En 1983, il rentre en France pour ses premières vendanges avec ses copains américains et avec la ferme idée de succéder à son père. Après un diplôme technique d'œnologie et un long apprentissage à ses côtés, Étienne cherche à s'affirmer en 1990 en demandant la responsabilité de la vinification. La "rivalité" père-fils, la confrontation de deux générations aussi, seront difficiles à gérer pour les deux hommes. La tradition contre le progrès.

Deux "aimants" opposés et pourtant qui tirent chacun le domaine vers le haut. "Il est difficile de faire passer ses idées, explique Étienne, d'autant plus lorsque l'on manque d'expérience. Mais en 1995, les choses évoluent, Etienne devient plus confiant, il vinifie déjà depuis plus de 10 ans et devient co-gérant. Il fait passer le domaine  dans l'ère du bio (1995), puis à la bio-dynamie en 2005. « De nombreux changements s'opèrent ensuite, mon père est sans doute moins combattif". Le rôle de Christiane, la mère d'Etienne et l'épouse d'Hubert, est immense. Dans l'ombre, elle assure toute l'intendance. Remarquable femme de goût et cuisinière de talent, elle forme le goût de la famille. Elle etait là, toujours présente, souvent dans l'ombre et cherchait à concilier ou à arbitrer.

Résultat, à partir de 1998, "il y a plus d'Étienne que d'Hubert dans la bouteille". Un changement de style mais pas d'esprit. Le père et le fils recherchent d'ailleurs la même chose : l'authenticité, la pureté aromatique, l'élégance bien sûr, nous à Volnay tout de même, et l'équilibre, une force de la nature pour un pinot noir bien élevé. Un changement oui mais dans le respect de ce qui a été fait auparavant.

Une question à...
Bien sûr, Étienne est différent d'Hubert comme l'est Alix, mais le dénominateur commun est large dans l'approche du vin et du terroir ?

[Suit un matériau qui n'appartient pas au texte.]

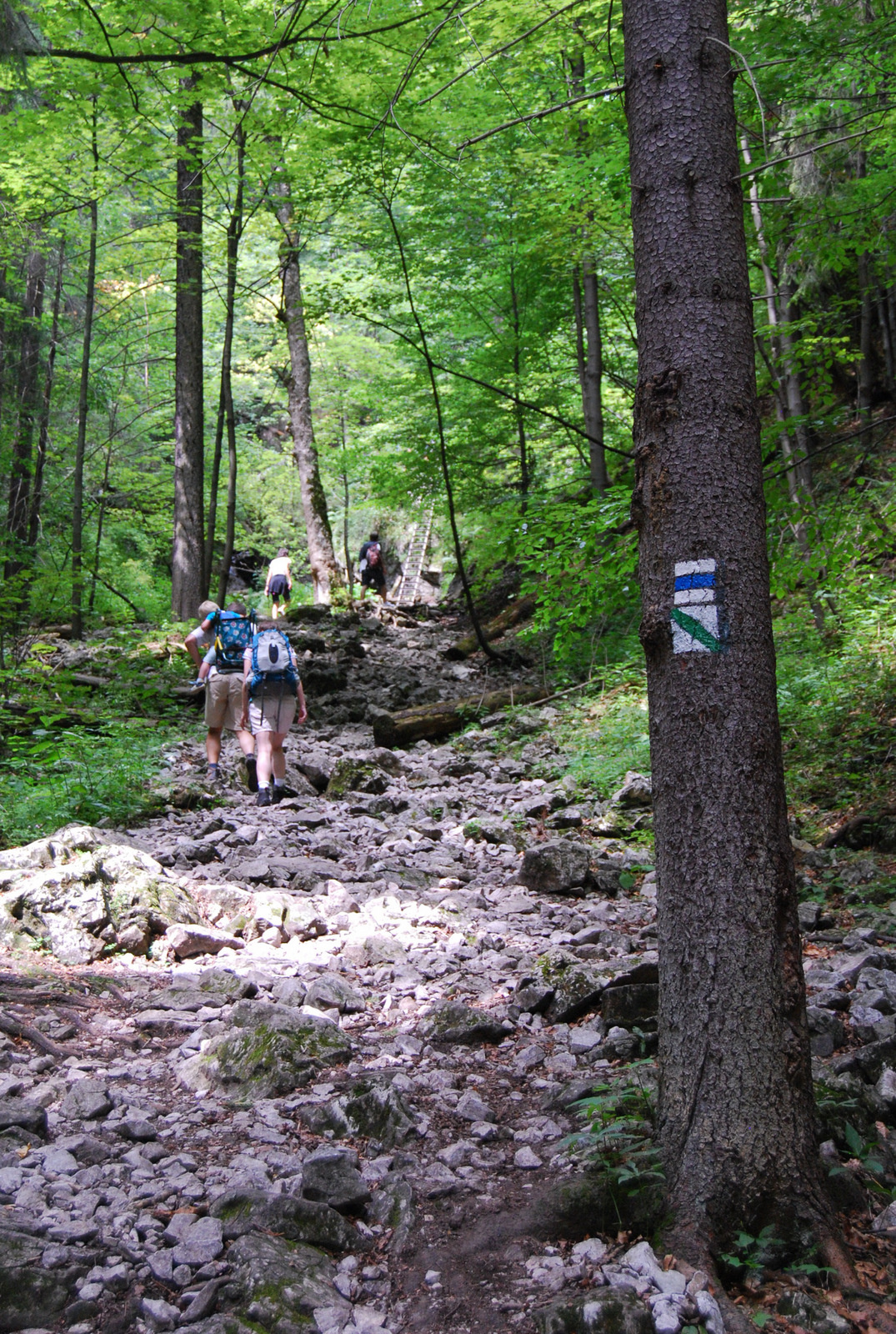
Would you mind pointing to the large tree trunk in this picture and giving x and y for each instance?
(226, 399)
(324, 567)
(593, 370)
(20, 466)
(736, 1113)
(43, 431)
(187, 555)
(80, 447)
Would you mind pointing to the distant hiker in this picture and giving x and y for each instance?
(278, 586)
(273, 700)
(229, 630)
(199, 639)
(369, 562)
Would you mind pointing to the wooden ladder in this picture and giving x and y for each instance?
(418, 547)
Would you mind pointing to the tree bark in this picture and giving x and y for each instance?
(80, 449)
(43, 431)
(226, 398)
(20, 464)
(736, 1113)
(187, 557)
(324, 567)
(591, 390)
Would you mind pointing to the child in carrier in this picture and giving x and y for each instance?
(273, 700)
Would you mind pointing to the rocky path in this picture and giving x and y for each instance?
(311, 1067)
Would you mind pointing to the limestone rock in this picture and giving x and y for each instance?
(331, 991)
(355, 775)
(459, 1022)
(331, 1176)
(813, 1314)
(604, 1311)
(293, 1217)
(75, 893)
(560, 866)
(268, 1051)
(28, 1116)
(29, 1294)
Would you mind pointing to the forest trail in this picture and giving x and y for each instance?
(413, 985)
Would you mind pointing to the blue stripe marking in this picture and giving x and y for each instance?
(695, 582)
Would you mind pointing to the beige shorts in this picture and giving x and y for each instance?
(224, 700)
(273, 713)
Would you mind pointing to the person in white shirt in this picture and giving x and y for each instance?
(278, 586)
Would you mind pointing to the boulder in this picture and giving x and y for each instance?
(87, 1101)
(268, 1051)
(282, 1284)
(629, 1005)
(560, 866)
(379, 1111)
(355, 775)
(83, 893)
(811, 1314)
(331, 991)
(604, 1311)
(27, 1116)
(331, 1176)
(244, 1211)
(29, 1294)
(393, 1206)
(576, 987)
(459, 1022)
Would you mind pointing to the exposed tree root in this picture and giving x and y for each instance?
(33, 1036)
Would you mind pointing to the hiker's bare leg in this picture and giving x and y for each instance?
(213, 745)
(278, 755)
(264, 760)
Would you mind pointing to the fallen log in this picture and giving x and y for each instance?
(447, 717)
(493, 630)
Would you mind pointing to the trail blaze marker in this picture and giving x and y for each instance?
(695, 615)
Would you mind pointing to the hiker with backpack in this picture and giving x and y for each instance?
(278, 586)
(369, 564)
(231, 630)
(273, 700)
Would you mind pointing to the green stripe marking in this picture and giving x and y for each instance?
(696, 630)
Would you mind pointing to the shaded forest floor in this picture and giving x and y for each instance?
(423, 1178)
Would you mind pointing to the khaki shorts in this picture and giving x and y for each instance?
(273, 713)
(224, 700)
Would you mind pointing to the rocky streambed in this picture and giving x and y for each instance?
(313, 1067)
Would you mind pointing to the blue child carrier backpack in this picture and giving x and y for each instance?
(233, 637)
(273, 662)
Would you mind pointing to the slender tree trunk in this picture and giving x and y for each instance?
(591, 390)
(80, 449)
(518, 409)
(589, 347)
(43, 433)
(100, 520)
(18, 511)
(226, 398)
(324, 567)
(736, 1114)
(887, 337)
(864, 337)
(187, 559)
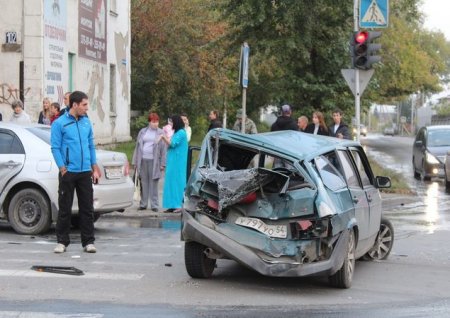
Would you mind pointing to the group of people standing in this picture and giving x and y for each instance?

"Mon père est un homme de caractère et de goût. Il a compris avant tout le monde qu'il voulait des vins à son goût et pas des vins standardisés comme il se faisait à l'époque. Lorsque l'on peut s'affranchir de la réalité du marché économique, c'est une énorme liberté. Vendre ses propres vins à la bouteille, ce n'est pas du tout la même approche que lorsque vous vendez toute votre production à un négociant. Mon père a fait des vins qui sortaient du lot. C'est pour cela qu'il s'est fait remarquer. Quand vous êtes enfant, vous ne comprenez pas pourquoi les gens s'arrêtent chez vous et flattent votre père. C'était sa grande fierté, d'être considéré comme une personnalité. J'ai grandi avec cette idée que le vin était un produit unique. Mais si nous sommes d'accord sur la notion de terroir, je ne partage pas forcément la même approche sur les caractères des vins.

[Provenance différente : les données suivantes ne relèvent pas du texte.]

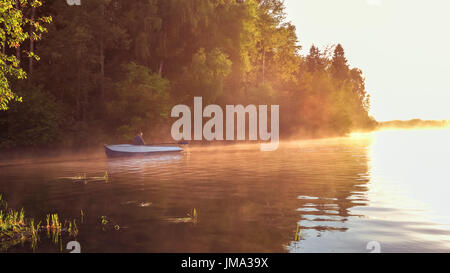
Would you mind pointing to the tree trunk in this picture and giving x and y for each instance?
(264, 64)
(30, 64)
(18, 48)
(161, 63)
(102, 57)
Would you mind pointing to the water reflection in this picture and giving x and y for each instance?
(401, 201)
(331, 195)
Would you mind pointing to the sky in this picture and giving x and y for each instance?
(402, 47)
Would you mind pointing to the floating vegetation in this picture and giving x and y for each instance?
(139, 204)
(16, 229)
(85, 179)
(108, 224)
(191, 218)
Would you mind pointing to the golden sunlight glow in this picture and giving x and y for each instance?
(404, 59)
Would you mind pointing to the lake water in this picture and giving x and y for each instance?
(389, 188)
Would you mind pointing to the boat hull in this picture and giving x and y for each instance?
(126, 150)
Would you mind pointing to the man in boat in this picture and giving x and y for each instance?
(138, 140)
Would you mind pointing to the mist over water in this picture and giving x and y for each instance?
(387, 186)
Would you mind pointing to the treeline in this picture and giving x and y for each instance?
(110, 67)
(414, 123)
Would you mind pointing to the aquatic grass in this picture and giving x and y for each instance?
(192, 217)
(85, 178)
(16, 228)
(298, 233)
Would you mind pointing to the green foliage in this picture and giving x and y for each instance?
(140, 100)
(12, 35)
(205, 75)
(35, 122)
(117, 66)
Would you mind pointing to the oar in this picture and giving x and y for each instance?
(170, 143)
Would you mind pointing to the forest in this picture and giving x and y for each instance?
(83, 75)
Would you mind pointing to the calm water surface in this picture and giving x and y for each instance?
(391, 187)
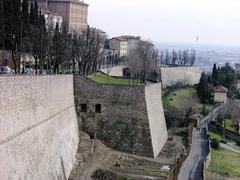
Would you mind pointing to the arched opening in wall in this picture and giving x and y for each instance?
(98, 108)
(83, 107)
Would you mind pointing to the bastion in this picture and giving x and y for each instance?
(126, 118)
(38, 127)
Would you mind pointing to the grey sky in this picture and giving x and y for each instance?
(216, 21)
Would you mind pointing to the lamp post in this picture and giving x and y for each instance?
(21, 38)
(3, 29)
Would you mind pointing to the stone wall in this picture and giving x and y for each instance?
(38, 127)
(124, 122)
(185, 75)
(114, 71)
(158, 127)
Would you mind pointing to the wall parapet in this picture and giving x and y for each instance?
(124, 122)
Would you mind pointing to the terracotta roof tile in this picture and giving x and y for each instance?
(220, 89)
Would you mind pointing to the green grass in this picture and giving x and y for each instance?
(218, 136)
(105, 79)
(181, 98)
(230, 125)
(225, 162)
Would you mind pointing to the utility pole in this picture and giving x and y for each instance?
(3, 29)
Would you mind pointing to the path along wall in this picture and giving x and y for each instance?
(131, 118)
(185, 75)
(38, 127)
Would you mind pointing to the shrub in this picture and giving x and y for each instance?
(204, 110)
(215, 144)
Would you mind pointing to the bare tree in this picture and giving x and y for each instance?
(142, 60)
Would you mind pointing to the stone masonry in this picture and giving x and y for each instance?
(124, 122)
(38, 127)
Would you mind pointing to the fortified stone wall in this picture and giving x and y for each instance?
(114, 71)
(38, 127)
(186, 75)
(124, 122)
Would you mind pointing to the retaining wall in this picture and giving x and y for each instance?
(114, 71)
(131, 118)
(38, 127)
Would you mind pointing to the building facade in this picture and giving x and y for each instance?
(52, 19)
(220, 94)
(237, 70)
(124, 44)
(74, 13)
(120, 45)
(6, 59)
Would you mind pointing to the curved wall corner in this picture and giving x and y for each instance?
(38, 127)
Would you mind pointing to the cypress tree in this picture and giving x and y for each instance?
(203, 89)
(32, 18)
(25, 12)
(215, 75)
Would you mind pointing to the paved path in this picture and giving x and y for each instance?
(192, 168)
(230, 148)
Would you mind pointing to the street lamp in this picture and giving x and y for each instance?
(3, 29)
(21, 38)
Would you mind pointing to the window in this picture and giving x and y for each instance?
(98, 108)
(5, 62)
(83, 107)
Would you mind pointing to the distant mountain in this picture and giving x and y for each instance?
(207, 55)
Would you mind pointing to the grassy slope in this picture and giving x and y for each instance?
(104, 79)
(219, 137)
(179, 97)
(225, 161)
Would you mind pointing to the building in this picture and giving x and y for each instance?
(132, 42)
(51, 18)
(237, 70)
(220, 94)
(6, 60)
(238, 84)
(124, 44)
(73, 12)
(119, 44)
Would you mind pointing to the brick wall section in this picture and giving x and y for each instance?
(38, 127)
(123, 123)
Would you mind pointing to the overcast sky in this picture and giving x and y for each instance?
(216, 21)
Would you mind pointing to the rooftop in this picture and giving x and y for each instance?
(70, 1)
(126, 37)
(220, 89)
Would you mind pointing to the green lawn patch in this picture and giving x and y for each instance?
(230, 124)
(225, 162)
(218, 136)
(181, 98)
(102, 78)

Mon père les travaillait pour devenir des vins de garde, austères, droits comme la justice dans leur jeunesse. Je suis contre cette idée de faire des vins de garde coûte que coûte. J'essaie davantage de deviner le millésime et le vinifier selon sa personnalité et son potentiel. Mon père m'a transmis cette passion pour les vins authentiques, purs, équilibrés et élégants qui se subliment en vieillissant... j'ai ajouté la gourmandise et le velours dans la texture. Les tanins s'arrondissent et laissent le charme de certaines appellations opérer; Sans jamais marquer le moindre manque de respect au terroir et à la tradition."